When "Abba, Father" is our cry, we’re right where we’re supposed to be. And more and more the Holy Spirit moves us to yearn for the consummation of our adoption, when Christ returns again in glory. I believe that this is why Revelation 22:17 says, "The Spirit and the bride say, ‘Come.’" (see also Romans 8:23).
The fact that God has invited us, through the Spirit of His Son, to address Him in this intimate way, tells us a lot about His intentions for His children. This invitation is a sign and demonstration of His great love and of His desire to have an intimate personal relationship with each one of His children. It is a promise of fatherly care. It is a foretaste of the glory that is to come, when we shall receive the full measure of all that God has prepared for His children, the inheritance we shall receive as His sons. It is also certainly a promise of Fatherly instruction and loving discipline, in order to conform us to the image of His only begotten Son.
The Spirit bearing witness with our spirit that we are children of God
Not only does this verse tell us about prayer and intimacy with God, it also tells us about assurance of salvation. Is a Christian supposed to know for sure that he is saved? Is it possible for people to know that they are going to heaven? Well, the Bible makes it clear that God wants those who believe in the name of the Son of God to know that they have eternal life (1John 5:13). And the Bible gives us two ways whereby we might obtain assurance of our salvation. One is subjective and one is objective. That is, one is something we feel and one is something that we see. But both are produced by the Holy Spirit.
The one that is mentioned in Rom.8:16 is the subjective basis for assurance: "The Spirit Himself bears witness with our spirit that we are children of God." The Spirit in us crying out Abba Father gives us assurance that we are true believers in Christ. This seems to be what John also has in mind in when he says in 1John 3:24b: "We know by this that He abides in us: by the Spirit whom He has given us." (And also 1John 4:13.)
The objective basis for assurance is Spirit-produced faithfulness and Christlikeness, the Spirit producing in us the life of Christ:
1John 2:3- "And by this we know that we have come to know Him: if we keep His commandments."
1John 2:5b-6- "By this we know that we are in Him: the one who says he abides in Him ought himself to walk in the same manner as He walked."
(See also 1John 1:6-7; 2:4-5a, 9-11, 15b, 19, 29b; 3:6-10, 14-15, 17-20, 3:24; 4:7-8, 12, 17a, 20; 5:18.)

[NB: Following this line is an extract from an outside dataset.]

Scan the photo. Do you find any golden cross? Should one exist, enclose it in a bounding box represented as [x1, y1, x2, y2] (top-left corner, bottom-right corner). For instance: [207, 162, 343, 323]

What a privilege "Abba Father" is! How we see God’s love in it! How we receive God’s help by it! How else could we survive? When the load gets heavy, when it is painful to keep pouring out our lives, when we taste the grief of dying to ourselves, what would we do if we could not cry out to our Father in heaven? When we begin to feel overwhelmed with anxieties, when pressures mount, this is our source of strength and comfort. Giving us the Holy Spirit was a better gift than if He had given us the whole world!